Quando trascorriamo la vita mostrando agli altri una finta facciata, è facile perdere contatto con la nostra realtà più profonda, il nostro autentico sé. Diventa difficile udire ciò che gli altri dicono davvero o capire di cosa hanno bisogno da noi. Le nostre parole diventano vuote e meccaniche, gli altri ascoltano ma non vengono toccati. Solo accantonando il falso sé la nostra vera presenza e l’amore si manifestano. È questa la guarigione che tutti vogliamo, una guarigione che porta un’indistruttibile serenità.

Per la maggior parte della vita, giochiamo a una variante del gioco “facciamo finta che…”. Diciamo: “Facciamo finta che tu non l’abbia detto e che io non abbia sentito. Facciamo finta che quanto è successo non importi davvero. Io ti aiuto a tenere in piedi i tuoi pretesti e tu mi aiuti a tenere in piedi i miei”. Fin da giovani, ci viene insegnato a creare una personalità di facciata per piacere agli altri e nascondere gran parte di ciò che è reale. Tuttavia, poco a poco questa falsa personalità (o ego) prende il sopravvento e viviamo nella costante paura di essere smascherati, riconosciuti come diversi da quelli che sembriamo.

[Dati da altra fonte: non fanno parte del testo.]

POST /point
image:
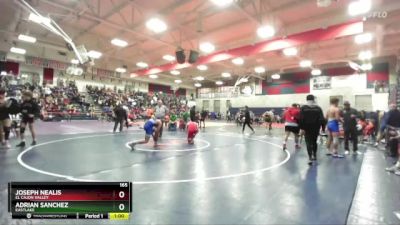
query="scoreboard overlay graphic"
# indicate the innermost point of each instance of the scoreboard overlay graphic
(70, 200)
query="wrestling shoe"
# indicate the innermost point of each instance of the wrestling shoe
(132, 145)
(5, 145)
(394, 168)
(337, 156)
(21, 145)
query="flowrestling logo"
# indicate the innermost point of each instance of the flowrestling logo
(378, 15)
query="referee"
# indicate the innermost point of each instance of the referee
(160, 112)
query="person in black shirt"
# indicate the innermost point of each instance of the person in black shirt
(350, 116)
(29, 108)
(203, 116)
(5, 121)
(310, 121)
(393, 120)
(247, 119)
(120, 117)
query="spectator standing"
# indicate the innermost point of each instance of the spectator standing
(350, 116)
(193, 113)
(393, 120)
(203, 116)
(310, 121)
(247, 119)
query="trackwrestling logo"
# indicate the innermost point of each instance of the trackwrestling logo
(378, 15)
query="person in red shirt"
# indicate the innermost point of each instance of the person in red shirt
(291, 116)
(192, 130)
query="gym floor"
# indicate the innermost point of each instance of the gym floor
(226, 177)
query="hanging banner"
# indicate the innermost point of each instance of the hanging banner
(46, 63)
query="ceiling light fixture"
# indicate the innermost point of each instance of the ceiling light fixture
(156, 25)
(202, 67)
(363, 38)
(265, 31)
(169, 58)
(18, 50)
(142, 64)
(238, 61)
(222, 3)
(316, 72)
(119, 42)
(290, 51)
(39, 19)
(276, 76)
(26, 38)
(74, 61)
(94, 54)
(120, 70)
(175, 72)
(225, 74)
(207, 47)
(199, 78)
(366, 66)
(305, 63)
(259, 69)
(365, 55)
(359, 7)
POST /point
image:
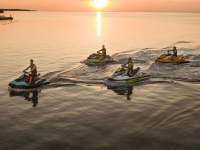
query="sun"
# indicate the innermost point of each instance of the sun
(99, 4)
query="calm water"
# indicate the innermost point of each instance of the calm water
(77, 110)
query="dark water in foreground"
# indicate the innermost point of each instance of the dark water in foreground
(77, 110)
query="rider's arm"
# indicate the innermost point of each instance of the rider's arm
(27, 68)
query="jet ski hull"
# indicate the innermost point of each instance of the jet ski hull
(20, 83)
(164, 58)
(120, 76)
(97, 60)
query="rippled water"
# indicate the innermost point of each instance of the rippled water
(77, 110)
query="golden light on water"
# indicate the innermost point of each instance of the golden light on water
(99, 4)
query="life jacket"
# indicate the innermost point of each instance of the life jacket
(103, 51)
(175, 54)
(34, 72)
(130, 65)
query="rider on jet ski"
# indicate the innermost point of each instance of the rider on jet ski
(130, 66)
(33, 71)
(174, 55)
(102, 52)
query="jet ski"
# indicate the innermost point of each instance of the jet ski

La finzione ci sottrae la nostra vera vita. Qualora qualcuno bussasse alla nostra porta per farci visita, il più delle volte non troverebbe nessuno a casa. Vivere in un mondo dove è difficile trovare qualcuno che ascolti davvero, che risponda e che si interessi a noi può dimostrarsi assai tremendo. Chiaramente, non c’è nulla di più salutare, non c’è miglior antidoto alla paura e alla solitudine che trovare una persona veramente “presente”. In questi momenti, anche noi ci sentiamo “a casa”, in pace con noi stessi.

Uno studente si era recato da un saggio maestro, mosso dal disperato desiderio di capire come vivere.
“Che cosa cerchi?”, gli chiese il saggio maestro.
“Illuminazione, serenità”, rispose il tormentato studente.
“Perché cerchi al di fuori? Lo scrigno dei gioielli ce l’hai tu stesso”.
“Dov’è questo scrigno?”, domandò con ansia lo studente.
Il maestro rispose: “Il tuo scrigno è proprio quello che stai chiedendo”.
All’improvviso, gli occhi dello studente si spalancarono.
Da allora, lo studente spesso esorta i suoi amici: “Apri il tuo scrigno e usane i tesori”.